The Pixel 6 and 6 Pro are out, which means it’s teardown time. PBK Reviews have Pixel 6 Pro and Pixel 6 videos that we can select.
Open either phone and you’ll find a ton of heat dissipation. The back of the screen is covered with copper, so it’s a big heat sink. Underneath the screen, the interior is covered with a sticky, heat-dissipating graphite film, which makes the phone look surprisingly messier than the carefully organized interior of the iPhone 13. Below is located Following heat dissipation: an aluminum middle plate that connects to the main chips with heat tape.
The back of the screen is also interesting. On the left is the fingerprint reader below the display, and you can see why companies are so fond of these components compared to capacitive rear fingerprint readers. An optical drive is a super thin sticker on the back of the screen, it looks like it’s only a millimeter thick. You can also spot the cutout for the brightness and proximity sensors below the display, which like the fingerprint reader, live invisibly below the display.
PBK Reviews spotted some interesting differences between the Pixel 6 and 6 Pro. On the Pro model, the haptic engine sits at the bottom of the phone, while the base Pixel 6 has it towards the top. The bottom is a better location, as that’s usually where your hand is, giving you a stronger feel of the haptic motor. Depending on region and carrier, some Pixel 6 models have mmWave and others do not. If you get a model without mmWave, what you will find in the mmWave spot is … a dummy metal block.

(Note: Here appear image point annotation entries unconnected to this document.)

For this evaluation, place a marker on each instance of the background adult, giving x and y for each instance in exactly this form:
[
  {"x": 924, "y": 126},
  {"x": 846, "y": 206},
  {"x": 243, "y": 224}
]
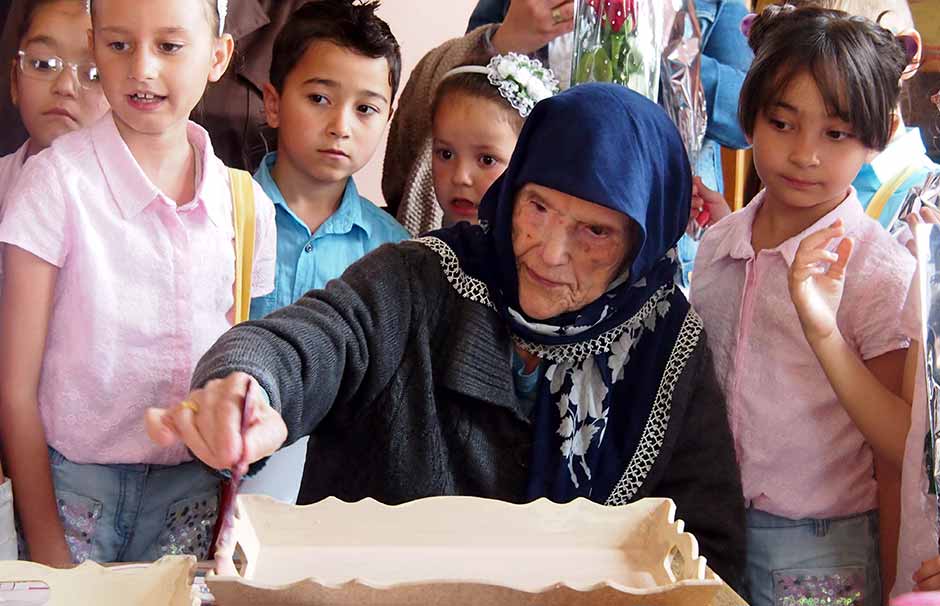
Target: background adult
[{"x": 232, "y": 109}]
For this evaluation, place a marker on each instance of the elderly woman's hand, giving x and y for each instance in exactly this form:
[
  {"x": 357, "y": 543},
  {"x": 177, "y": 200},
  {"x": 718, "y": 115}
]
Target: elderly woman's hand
[
  {"x": 816, "y": 290},
  {"x": 531, "y": 24},
  {"x": 927, "y": 576},
  {"x": 209, "y": 423},
  {"x": 704, "y": 199}
]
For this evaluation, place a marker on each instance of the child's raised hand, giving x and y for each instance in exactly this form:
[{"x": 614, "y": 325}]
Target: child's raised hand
[
  {"x": 926, "y": 215},
  {"x": 531, "y": 24},
  {"x": 704, "y": 199},
  {"x": 209, "y": 423},
  {"x": 816, "y": 290},
  {"x": 927, "y": 576}
]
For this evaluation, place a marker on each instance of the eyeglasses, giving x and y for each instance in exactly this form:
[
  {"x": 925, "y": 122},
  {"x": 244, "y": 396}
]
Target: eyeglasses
[{"x": 48, "y": 67}]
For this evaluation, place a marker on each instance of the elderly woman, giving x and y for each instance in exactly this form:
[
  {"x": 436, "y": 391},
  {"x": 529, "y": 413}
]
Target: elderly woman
[{"x": 545, "y": 353}]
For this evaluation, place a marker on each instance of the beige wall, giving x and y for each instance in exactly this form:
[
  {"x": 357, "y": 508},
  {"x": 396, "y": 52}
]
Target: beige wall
[{"x": 419, "y": 25}]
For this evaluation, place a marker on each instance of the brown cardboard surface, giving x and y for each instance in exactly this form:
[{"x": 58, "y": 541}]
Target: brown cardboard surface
[
  {"x": 462, "y": 550},
  {"x": 164, "y": 583}
]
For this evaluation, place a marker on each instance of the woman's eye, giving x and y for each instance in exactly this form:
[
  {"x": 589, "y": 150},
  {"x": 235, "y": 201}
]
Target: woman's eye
[{"x": 838, "y": 135}]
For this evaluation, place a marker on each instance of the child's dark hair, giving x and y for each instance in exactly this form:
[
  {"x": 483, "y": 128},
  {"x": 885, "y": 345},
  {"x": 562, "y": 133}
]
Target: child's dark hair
[
  {"x": 855, "y": 63},
  {"x": 349, "y": 24},
  {"x": 476, "y": 86},
  {"x": 29, "y": 14},
  {"x": 210, "y": 6}
]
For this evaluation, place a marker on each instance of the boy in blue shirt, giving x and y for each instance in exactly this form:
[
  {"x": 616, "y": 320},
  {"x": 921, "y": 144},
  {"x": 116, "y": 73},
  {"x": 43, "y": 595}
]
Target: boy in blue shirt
[{"x": 335, "y": 70}]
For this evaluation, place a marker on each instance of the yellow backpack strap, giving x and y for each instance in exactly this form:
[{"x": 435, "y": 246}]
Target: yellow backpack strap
[
  {"x": 887, "y": 189},
  {"x": 243, "y": 213}
]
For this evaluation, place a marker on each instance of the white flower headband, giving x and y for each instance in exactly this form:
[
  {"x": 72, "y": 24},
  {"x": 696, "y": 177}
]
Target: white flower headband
[
  {"x": 220, "y": 5},
  {"x": 521, "y": 80}
]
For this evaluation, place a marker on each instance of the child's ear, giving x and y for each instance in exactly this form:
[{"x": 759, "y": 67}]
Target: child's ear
[
  {"x": 14, "y": 83},
  {"x": 222, "y": 52},
  {"x": 272, "y": 104},
  {"x": 913, "y": 41}
]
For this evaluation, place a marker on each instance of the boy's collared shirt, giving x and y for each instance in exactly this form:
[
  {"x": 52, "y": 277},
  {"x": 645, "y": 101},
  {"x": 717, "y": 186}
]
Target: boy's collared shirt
[
  {"x": 306, "y": 260},
  {"x": 901, "y": 153},
  {"x": 800, "y": 454}
]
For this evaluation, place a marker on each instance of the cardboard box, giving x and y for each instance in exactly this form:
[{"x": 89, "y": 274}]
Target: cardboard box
[
  {"x": 462, "y": 550},
  {"x": 167, "y": 582}
]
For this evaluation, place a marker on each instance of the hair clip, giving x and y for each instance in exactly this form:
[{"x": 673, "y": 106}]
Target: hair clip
[
  {"x": 521, "y": 80},
  {"x": 222, "y": 7},
  {"x": 747, "y": 23}
]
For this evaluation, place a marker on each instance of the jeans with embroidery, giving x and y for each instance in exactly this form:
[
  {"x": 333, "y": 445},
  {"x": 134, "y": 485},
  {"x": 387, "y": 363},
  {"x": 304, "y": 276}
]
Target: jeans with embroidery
[
  {"x": 813, "y": 562},
  {"x": 135, "y": 513}
]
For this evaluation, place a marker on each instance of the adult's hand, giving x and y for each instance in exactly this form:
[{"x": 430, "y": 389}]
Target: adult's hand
[
  {"x": 927, "y": 576},
  {"x": 531, "y": 24},
  {"x": 926, "y": 215},
  {"x": 209, "y": 423}
]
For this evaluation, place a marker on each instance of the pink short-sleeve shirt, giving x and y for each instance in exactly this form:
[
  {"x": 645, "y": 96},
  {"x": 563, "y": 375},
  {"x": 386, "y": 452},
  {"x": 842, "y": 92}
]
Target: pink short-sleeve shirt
[
  {"x": 799, "y": 452},
  {"x": 144, "y": 286},
  {"x": 11, "y": 166}
]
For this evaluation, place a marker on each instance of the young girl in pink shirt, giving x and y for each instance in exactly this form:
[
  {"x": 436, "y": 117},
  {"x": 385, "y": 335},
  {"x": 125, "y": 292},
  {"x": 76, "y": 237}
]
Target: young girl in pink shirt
[
  {"x": 119, "y": 274},
  {"x": 54, "y": 86},
  {"x": 54, "y": 81},
  {"x": 812, "y": 384}
]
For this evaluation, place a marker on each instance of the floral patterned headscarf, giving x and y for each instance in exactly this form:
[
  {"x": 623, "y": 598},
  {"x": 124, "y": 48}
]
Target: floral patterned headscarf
[{"x": 601, "y": 397}]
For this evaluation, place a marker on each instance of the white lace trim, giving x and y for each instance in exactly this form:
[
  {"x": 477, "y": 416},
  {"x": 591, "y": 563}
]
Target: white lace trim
[
  {"x": 654, "y": 433},
  {"x": 469, "y": 287}
]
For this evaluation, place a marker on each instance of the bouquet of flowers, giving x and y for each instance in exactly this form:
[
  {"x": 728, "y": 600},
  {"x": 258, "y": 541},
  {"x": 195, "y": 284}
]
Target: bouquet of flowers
[
  {"x": 649, "y": 46},
  {"x": 611, "y": 45}
]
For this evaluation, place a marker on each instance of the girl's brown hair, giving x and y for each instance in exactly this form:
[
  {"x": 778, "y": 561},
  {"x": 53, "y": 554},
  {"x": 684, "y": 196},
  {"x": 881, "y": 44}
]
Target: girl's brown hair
[
  {"x": 476, "y": 86},
  {"x": 855, "y": 63}
]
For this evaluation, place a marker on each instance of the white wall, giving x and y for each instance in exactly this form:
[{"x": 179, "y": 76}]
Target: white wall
[{"x": 419, "y": 26}]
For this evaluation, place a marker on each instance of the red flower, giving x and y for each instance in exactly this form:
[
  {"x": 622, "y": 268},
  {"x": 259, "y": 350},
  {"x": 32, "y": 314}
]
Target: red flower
[{"x": 616, "y": 15}]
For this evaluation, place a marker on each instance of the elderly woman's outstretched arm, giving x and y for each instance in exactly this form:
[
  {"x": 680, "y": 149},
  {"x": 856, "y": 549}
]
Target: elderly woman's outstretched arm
[
  {"x": 702, "y": 474},
  {"x": 333, "y": 346}
]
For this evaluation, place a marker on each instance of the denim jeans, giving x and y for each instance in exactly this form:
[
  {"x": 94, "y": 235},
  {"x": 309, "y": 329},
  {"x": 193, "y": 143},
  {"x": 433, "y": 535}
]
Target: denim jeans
[
  {"x": 807, "y": 562},
  {"x": 135, "y": 513}
]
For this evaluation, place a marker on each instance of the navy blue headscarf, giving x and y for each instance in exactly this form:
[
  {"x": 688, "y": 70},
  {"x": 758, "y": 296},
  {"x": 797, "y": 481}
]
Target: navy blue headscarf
[{"x": 603, "y": 363}]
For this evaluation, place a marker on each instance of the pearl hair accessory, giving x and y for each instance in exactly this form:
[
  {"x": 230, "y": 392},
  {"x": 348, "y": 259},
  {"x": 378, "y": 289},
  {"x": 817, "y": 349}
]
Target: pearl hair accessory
[{"x": 521, "y": 80}]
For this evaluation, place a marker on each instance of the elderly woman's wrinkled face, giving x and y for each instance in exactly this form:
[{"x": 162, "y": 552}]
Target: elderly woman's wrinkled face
[{"x": 568, "y": 250}]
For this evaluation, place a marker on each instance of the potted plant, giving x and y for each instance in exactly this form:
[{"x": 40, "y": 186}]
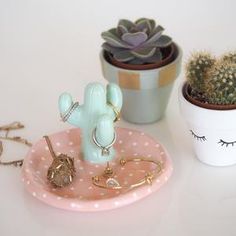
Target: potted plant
[
  {"x": 208, "y": 103},
  {"x": 144, "y": 63}
]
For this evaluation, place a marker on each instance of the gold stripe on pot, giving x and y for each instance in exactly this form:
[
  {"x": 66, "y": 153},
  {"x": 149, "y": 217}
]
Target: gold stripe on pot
[
  {"x": 103, "y": 68},
  {"x": 129, "y": 80},
  {"x": 167, "y": 75}
]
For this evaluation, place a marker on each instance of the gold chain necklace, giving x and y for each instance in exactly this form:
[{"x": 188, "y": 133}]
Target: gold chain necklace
[{"x": 7, "y": 128}]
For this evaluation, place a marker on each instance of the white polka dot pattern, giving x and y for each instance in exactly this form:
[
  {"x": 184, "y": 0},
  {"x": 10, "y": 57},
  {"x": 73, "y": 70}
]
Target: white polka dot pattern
[{"x": 81, "y": 195}]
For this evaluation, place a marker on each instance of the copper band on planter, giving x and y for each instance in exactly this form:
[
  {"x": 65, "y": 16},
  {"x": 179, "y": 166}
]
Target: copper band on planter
[
  {"x": 129, "y": 80},
  {"x": 167, "y": 75}
]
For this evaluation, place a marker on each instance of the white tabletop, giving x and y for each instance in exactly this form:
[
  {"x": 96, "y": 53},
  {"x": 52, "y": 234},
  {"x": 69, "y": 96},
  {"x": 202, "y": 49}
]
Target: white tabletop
[{"x": 47, "y": 47}]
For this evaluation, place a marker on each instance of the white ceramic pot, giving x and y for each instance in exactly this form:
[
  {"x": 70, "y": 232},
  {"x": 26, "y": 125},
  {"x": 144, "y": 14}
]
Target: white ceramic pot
[
  {"x": 145, "y": 92},
  {"x": 213, "y": 132}
]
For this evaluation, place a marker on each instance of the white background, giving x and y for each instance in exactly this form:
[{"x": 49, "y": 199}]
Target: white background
[{"x": 51, "y": 46}]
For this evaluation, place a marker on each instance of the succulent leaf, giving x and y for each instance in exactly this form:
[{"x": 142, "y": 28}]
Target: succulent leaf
[
  {"x": 144, "y": 26},
  {"x": 113, "y": 40},
  {"x": 136, "y": 42},
  {"x": 121, "y": 29},
  {"x": 134, "y": 39},
  {"x": 126, "y": 23},
  {"x": 163, "y": 41},
  {"x": 123, "y": 56},
  {"x": 144, "y": 52},
  {"x": 155, "y": 35}
]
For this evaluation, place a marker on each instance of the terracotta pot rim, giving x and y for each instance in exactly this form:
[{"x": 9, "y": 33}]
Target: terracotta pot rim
[
  {"x": 185, "y": 92},
  {"x": 169, "y": 59}
]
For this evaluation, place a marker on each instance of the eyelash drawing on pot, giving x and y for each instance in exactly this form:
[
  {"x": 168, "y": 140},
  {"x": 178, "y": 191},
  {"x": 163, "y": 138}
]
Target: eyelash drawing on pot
[
  {"x": 199, "y": 138},
  {"x": 224, "y": 143},
  {"x": 221, "y": 142}
]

This teardown confirms what we suspected about the Pixel 6’s 5G mmWave functionality – it doesn’t seem very well thought out. For starters, mmWave isn’t a great phone feature. It gets disproportionate attention because operators use mmWave to justify 5G speed claims in their advertisements. The truth, however, is that hardly anyone has reliable access to mmWave. A recent OpenSignal survey showed that users of compatible devices spend only 0.8% of their time on mmWave.
Even though you could find an mmWave array with the Pixel, the Pixel 6 only has a single mmWave antenna, which sits along the top edge of the phone (in a highly visible plastic window). Much of the rationale for including mmWave in a phone revolves around its reputation for enabling high download speeds. Most of that speed would be for media consumption, in which case the phone would be in landscape mode. But with the antenna up, the mmWave signal will be blocked by your hand in landscape mode. Compare this Pixel’s design decision to that of the Galaxy S21, which has two mmWave antennas, each located on a long edge of the phone, and it’s more likely that the Galaxy S21’s mmWave signal will perform better in either. landscape orientation. Qualcomm’s original mmWave documents recommended four antennas, one on each side of the phone, because it’s so easy to block an mmWave signal with your hand. Most people will probably never find an mmWave signal, but even if you could on the Pixel 6, the location of the antenna makes it look like it’s just spec sheet padding.
Unfortunately, iFixit appears to have dropped out of the Pixel line, with the site’s last full teardown being the Pixel 4. One thing I really miss is iFixit’s investigation of the motherboard chips, which is only covered in this article. neither of the two videos. It would be nice to take a look at the Google Tensor SoC, this discrete Samsung Exynos 5G modem, and all the other components that Google uses, but this video is only about replacing parts.
Regarding repairability, the USB-C port is soldered to the motherboard, which will make it more difficult to repair a commonly damaged component. As usual, everything is glued, which means that any repairs could compromise the water resistance of the device. PBK Reviews also tried swapping out some parts to see if there were any iPhone-style soft locks preventing repairs. While replacing the screen, they encountered an error message while replacing the fingerprint sensor. A later update to the video description says they then made the sensor work by visiting Google’s official repair site, running calibration software, and then resetting the device to the factory.